The stories told about Zach Parker at his funeral on Thursday drew heavily from childhood, a glaring reflection of his youthful age when he was shot dead earlier this month.
The 23-year-old was remembered as a playful friend; the symbols left at his coffin included childhood shoes; the voice of his younger brother Cillian, barely tall enough to reach the podium microphone, crumbled as he delivered his reading.
Parker’s girlfriend Hayley, fighting through tears, told the congregation how he had been her first love; she his “one true love”.
Two weeks ago, Parker was leaving a gym with a friend in the north Dublin suburb of Swords when he was shot multiple times in a targeted assassination and left to die in the carpark.
He had been involved with drugs and while it was a gangland hit, the young man was a relative unknown to gardai investigating serious criminality.
Gardaí believe his killing was linked to the local drugs trade rather than a more high profile criminal feud.
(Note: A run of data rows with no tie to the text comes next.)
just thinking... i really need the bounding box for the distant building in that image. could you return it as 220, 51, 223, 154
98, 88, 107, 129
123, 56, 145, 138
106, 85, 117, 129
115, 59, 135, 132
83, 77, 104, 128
He became the third person to be killed in Ireland this year.
His funeral, noticeable for the overwhelming amount of young men and women turned out in black, reflected on the popularity of a man whose premature death was still, apparently, sinking in.
Symbols of short life
“They say when you are missing one person the whole world seems empty,” Hayley told the family and well-wishers who had squeezed into St Colmcille’s Church in Swords,, Dublin taking up every corner and the gallery above.
“All the memories we made together; I never for a second thought that this would be the end of us.”
Parker’s coffin was carried inside from the bitterly cold Thursday afternoon shortly after 11am as the church bells began to toll outside. It was heaved onto the shoulders of young men - a number of whom wore peaked caps, sunglasses and long dark jackets. They were followed by tearful family members who made their way up to the empty rows of seats by the alter.
Fr Paul Thornton explained the items that were carried forward, a combination of poignant and light-hearted symbols of a short life. Parker’s first and last shoes, the motorcycle helmet, hair clippers from his passion for barbering, teeth whitener and a Nando’s bag - the favoured restaurant from where he would regularly be seen buying food in the nearby Pavilions shopping centre.
If these items testified to youth, his cousin Keli’s stories, told on behalf of his family, reinforced it.
She recalled his being chased around the kitchen with a wooden spoon, his morning grumpiness and his love of dogs and cars; she mentioned childhood hobbies.
“I think one of the most generous things Zach has given us is our memories of him. And how lucky we are to say that Zach William Parker is ours and how proud of him we are,” she said.
Earlier in the service, Father Thornton said the act of violence that had taken his life was out of context with the lives of the community.
“Our hearts are troubled because something like this happened so easily on an ordinary Thursday evening,” he said.
But those most affected, he continued, included his mother Siobhan, father Stephen, brother Cillian, girlfriend Haley, grandfather Willie, step-father Gary and step-mother Kelly.
“These are the hearts that are most troubled because this day two weeks ago their lives were changed forever.”